Tiffany Chieu: Optimizing image processing in Rust with SIMD intrinsics

Single instruction, multiple data (SIMD) intrinsics allow us to vectorize operations that would otherwise occur sequentially. This can greatly speed up a series of simple, repetitive operations that might be normally executed using loops. In this article, we will focus on vectorizable operations commonly found in image processing.

Adjusting image brightness

Let’s say we want to write a function that increases the brightness of an image. We can do that by simply adding a value to each channel in the image. For simplicity, we assume that our image has already been processed into a vector for us.

Here is that function, which takes in the image as a Vec of u8’s and another u8, which is a value from 0-255 indicating how much we want to increase the brightness of the image by:

fn add(input: &Vec<u8>, val: u8) -> Vec<u8> {
    let mut output: Vec<u8> = Vec::with_capacity(input.len());

    for i in input {
        output.push(i + val);
    }

    return output
}

That was pretty straightforward.
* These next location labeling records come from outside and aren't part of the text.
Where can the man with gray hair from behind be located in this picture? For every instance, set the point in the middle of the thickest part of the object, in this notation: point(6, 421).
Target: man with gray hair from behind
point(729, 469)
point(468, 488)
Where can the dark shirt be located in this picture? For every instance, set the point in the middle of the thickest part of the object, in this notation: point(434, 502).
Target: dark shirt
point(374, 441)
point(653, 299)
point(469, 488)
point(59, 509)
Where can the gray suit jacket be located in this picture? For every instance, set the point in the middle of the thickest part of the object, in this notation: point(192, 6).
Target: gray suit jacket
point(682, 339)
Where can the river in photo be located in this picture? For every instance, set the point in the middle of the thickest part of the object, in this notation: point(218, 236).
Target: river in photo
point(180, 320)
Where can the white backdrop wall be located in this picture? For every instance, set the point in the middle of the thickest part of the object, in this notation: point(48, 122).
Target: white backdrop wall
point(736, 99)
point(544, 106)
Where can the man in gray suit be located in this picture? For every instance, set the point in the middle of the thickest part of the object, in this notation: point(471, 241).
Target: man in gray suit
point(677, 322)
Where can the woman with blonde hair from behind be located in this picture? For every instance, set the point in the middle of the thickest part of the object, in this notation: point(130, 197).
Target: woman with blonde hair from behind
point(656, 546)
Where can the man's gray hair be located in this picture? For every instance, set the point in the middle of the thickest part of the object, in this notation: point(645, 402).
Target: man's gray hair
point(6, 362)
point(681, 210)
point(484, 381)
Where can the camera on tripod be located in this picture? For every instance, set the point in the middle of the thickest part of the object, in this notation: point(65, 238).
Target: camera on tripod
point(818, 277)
Now let’s do the same thing again, except this time we’ll do it using SIMD intrinsics, specifically, using AVX2 instructions.

#[cfg(any(target_arch = "x86", target_arch = "x86_64"))]
#[target_feature(enable = "avx2")]
unsafe fn add_256(input: &Vec<u8>, val: u8) -> Vec<u8> {
    #[cfg(target_arch = "x86_64")]
    use std::arch::x86_64::*;

    #[cfg(target_arch = "x86")]
    use std::arch::x86::*;
    
    let mut output: Vec<u8> = vec![0; input.len()];
    let val_256 = _mm256_set1_epi8(val as i8);

    let mut i = 0;
    while (i + 32) <= input.len() {
        let chunk = _mm256_loadu_si256(input.as_ptr().offset(i as isize) as *const _);
        let res = _mm256_adds_epi8(chunk, val_256);
        _mm256_storeu_si256(output.as_mut_ptr().offset(i as isize) as *mut _, res);

        i += 32;
    }

    return output
}

Let’s break this down.

The #[cfg] attribute lets us only compile this function on x86/x86_64, and the #[target_feature] attribute lets us enable the avx2 feature only for this function.

#[cfg(any(target_arch = "x86", target_arch = "x86_64"))]
#[target_feature(enable = "avx2")]

Here we use the relevant arch module for our machine.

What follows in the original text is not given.